Fortunately, a Südstau situation doesn’t always mean a poor situation for snow on the northern side of the Alps. Many Südstaus give föhn in the northern Alps, but it strongly depends on the location of the low pressure system and the air masses north of the Alps. An important word to keep an eye on is the 'Gegenstromlage'. In this situation, the southföhn in the northern Alps is suppressed by a inflow of cold air in the northern Alps. The moist air masses from the south cannot descend due to the cold and thus heavier air in the lower layer of the atmosphere, allowing them to rise even further in the northern Alps. As a result, a good amount of snow may also fall on the northern side and, due to the cold air in the lower layer, the snowline is often extended down to the lowest valleys!

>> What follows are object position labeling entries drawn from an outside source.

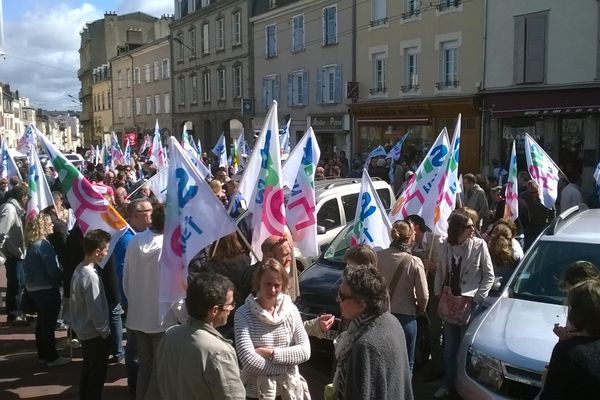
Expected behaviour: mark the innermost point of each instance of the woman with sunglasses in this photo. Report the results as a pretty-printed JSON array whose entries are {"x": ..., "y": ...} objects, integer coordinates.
[
  {"x": 270, "y": 338},
  {"x": 466, "y": 268},
  {"x": 372, "y": 361}
]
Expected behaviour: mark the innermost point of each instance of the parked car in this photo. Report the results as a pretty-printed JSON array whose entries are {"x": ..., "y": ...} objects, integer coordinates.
[
  {"x": 336, "y": 201},
  {"x": 505, "y": 350}
]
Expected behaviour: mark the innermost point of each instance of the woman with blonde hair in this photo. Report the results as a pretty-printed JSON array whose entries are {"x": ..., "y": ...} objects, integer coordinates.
[
  {"x": 43, "y": 278},
  {"x": 270, "y": 338},
  {"x": 407, "y": 282}
]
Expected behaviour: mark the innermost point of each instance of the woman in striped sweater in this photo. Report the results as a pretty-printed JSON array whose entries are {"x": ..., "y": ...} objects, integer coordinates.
[{"x": 270, "y": 338}]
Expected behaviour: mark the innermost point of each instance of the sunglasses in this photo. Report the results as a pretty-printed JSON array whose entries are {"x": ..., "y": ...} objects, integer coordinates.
[{"x": 343, "y": 297}]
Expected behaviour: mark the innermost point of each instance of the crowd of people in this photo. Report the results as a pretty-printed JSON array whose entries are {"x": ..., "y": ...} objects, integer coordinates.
[{"x": 238, "y": 333}]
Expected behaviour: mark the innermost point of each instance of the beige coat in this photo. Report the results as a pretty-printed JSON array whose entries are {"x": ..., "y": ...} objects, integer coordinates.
[
  {"x": 194, "y": 361},
  {"x": 477, "y": 271},
  {"x": 411, "y": 294}
]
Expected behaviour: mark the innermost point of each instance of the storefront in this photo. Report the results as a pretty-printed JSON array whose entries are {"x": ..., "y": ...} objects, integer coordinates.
[
  {"x": 566, "y": 123},
  {"x": 385, "y": 123}
]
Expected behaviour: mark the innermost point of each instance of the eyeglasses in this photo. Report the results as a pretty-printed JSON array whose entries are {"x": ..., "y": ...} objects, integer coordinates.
[
  {"x": 343, "y": 297},
  {"x": 279, "y": 242}
]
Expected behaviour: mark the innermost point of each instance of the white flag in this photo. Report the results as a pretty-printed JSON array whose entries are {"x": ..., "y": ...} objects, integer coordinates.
[
  {"x": 194, "y": 219},
  {"x": 371, "y": 223},
  {"x": 299, "y": 176}
]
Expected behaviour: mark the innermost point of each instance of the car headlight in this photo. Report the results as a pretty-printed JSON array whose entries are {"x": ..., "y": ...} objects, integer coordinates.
[{"x": 485, "y": 369}]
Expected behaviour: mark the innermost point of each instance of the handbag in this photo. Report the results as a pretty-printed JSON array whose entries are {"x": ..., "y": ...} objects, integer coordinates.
[{"x": 455, "y": 310}]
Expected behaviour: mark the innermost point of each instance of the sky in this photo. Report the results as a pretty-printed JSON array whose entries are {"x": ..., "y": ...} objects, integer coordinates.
[{"x": 41, "y": 44}]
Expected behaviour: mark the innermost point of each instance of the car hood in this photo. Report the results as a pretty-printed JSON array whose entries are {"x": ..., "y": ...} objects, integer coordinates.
[{"x": 518, "y": 332}]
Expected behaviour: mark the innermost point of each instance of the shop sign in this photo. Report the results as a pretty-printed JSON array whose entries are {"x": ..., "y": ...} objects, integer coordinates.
[{"x": 327, "y": 123}]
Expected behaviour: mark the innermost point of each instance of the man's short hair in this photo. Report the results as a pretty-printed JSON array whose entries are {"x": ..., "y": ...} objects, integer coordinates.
[
  {"x": 205, "y": 291},
  {"x": 96, "y": 239}
]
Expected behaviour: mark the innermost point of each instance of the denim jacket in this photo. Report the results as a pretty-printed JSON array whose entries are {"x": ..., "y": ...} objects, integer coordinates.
[{"x": 42, "y": 270}]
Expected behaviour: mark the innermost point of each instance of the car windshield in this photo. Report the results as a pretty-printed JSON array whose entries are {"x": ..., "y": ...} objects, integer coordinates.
[
  {"x": 338, "y": 246},
  {"x": 540, "y": 274}
]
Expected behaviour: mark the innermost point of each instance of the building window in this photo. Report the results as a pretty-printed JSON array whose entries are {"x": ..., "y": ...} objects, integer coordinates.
[
  {"x": 271, "y": 41},
  {"x": 412, "y": 9},
  {"x": 156, "y": 70},
  {"x": 206, "y": 87},
  {"x": 205, "y": 39},
  {"x": 166, "y": 69},
  {"x": 329, "y": 25},
  {"x": 411, "y": 70},
  {"x": 298, "y": 89},
  {"x": 329, "y": 84},
  {"x": 157, "y": 103},
  {"x": 181, "y": 91},
  {"x": 194, "y": 80},
  {"x": 530, "y": 48},
  {"x": 237, "y": 82},
  {"x": 128, "y": 107},
  {"x": 379, "y": 13},
  {"x": 236, "y": 22},
  {"x": 298, "y": 33},
  {"x": 270, "y": 90},
  {"x": 378, "y": 85},
  {"x": 220, "y": 34},
  {"x": 136, "y": 76},
  {"x": 167, "y": 102},
  {"x": 448, "y": 64},
  {"x": 192, "y": 42}
]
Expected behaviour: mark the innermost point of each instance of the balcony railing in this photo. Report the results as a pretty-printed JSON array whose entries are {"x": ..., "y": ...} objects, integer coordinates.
[
  {"x": 380, "y": 90},
  {"x": 447, "y": 84}
]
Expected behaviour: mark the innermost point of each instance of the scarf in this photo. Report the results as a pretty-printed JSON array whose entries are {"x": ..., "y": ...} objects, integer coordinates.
[{"x": 343, "y": 348}]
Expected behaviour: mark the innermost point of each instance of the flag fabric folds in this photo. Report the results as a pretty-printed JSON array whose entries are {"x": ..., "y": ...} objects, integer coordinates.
[
  {"x": 90, "y": 208},
  {"x": 371, "y": 223},
  {"x": 40, "y": 195},
  {"x": 543, "y": 171},
  {"x": 448, "y": 185},
  {"x": 220, "y": 150},
  {"x": 422, "y": 191},
  {"x": 299, "y": 176},
  {"x": 511, "y": 207},
  {"x": 194, "y": 219}
]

In addition, in a so-called Vb-Wetterlage (a five-b weather situation), it can suddenly snow (a lot) on the northern side. In this setting, the low-pressure area over the Mediterranean follows a northeasterly course over the Alps towards Poland and, especially in Austria, it can snow a lot on both the north and south sides. This Vb-Wetterlage is often very sensitive to small changes in the weather forecast. So we often only know exactly what is going to happen just before this weather situation starts, and even then surprises can occur regularly.
It is important to clarify that not every southerly flow is an instant hit. Small differences can have a big impact on the distribution and amounts of precipitation. In addition, while Mediterranean storm depressions can be intense in autumn, with the southern flow and a warm Mediterranean Sea, the snow line is often very high.
You also regularly see the southern Alps waiting in vain for a Südstau. The southern Alps are known to have only a few heavy snow opportunities per winter, while remaining mainly dry for the rest. Genoa depressions mainly occur in autumn and, with some bad luck, the lower areas miss the boat due to a high snowline and there is a good base only above 2000 metres. It is possible that, in a bad scenario, this will keep the lower regions struggling all winter.
Another pitfall is that the low-pressure system over the Mediterranean simply moves too quickly to the east, which means that a steady southern flow can never really develop for the southern Alps, leading to a disappointingly poor snowfall.
An example of a typical Südstau is the weather situation early December in 2020. A strong low-pressure area allowed polar air masses to penetrate far to the south. The strong and also very humid southern flow above Italy was able to hit the southern Alps, which resulted in excessive snowfall. It caused several snowfall records, precipitation amounts locally exceeding 200mm in 48 hours and a lot of nuisance in Osttirol and parts of the Dolomites.
You can see from the precipitation maps of 4, 5 and 6 December that first of all it was the French southern Alps which got a lot of snow. In the following days, the precipitation moved further east. On the 850 hPa (about 1500 metres altitude) temperature charts you can immediately see why it can sometimes be tricky with this snowfall, because the southerlies temporarily caused the snowline to rise considerably. It caused quite a bit of extra trouble: avalanche danger increased and we saw several large wet snow avalanches come down.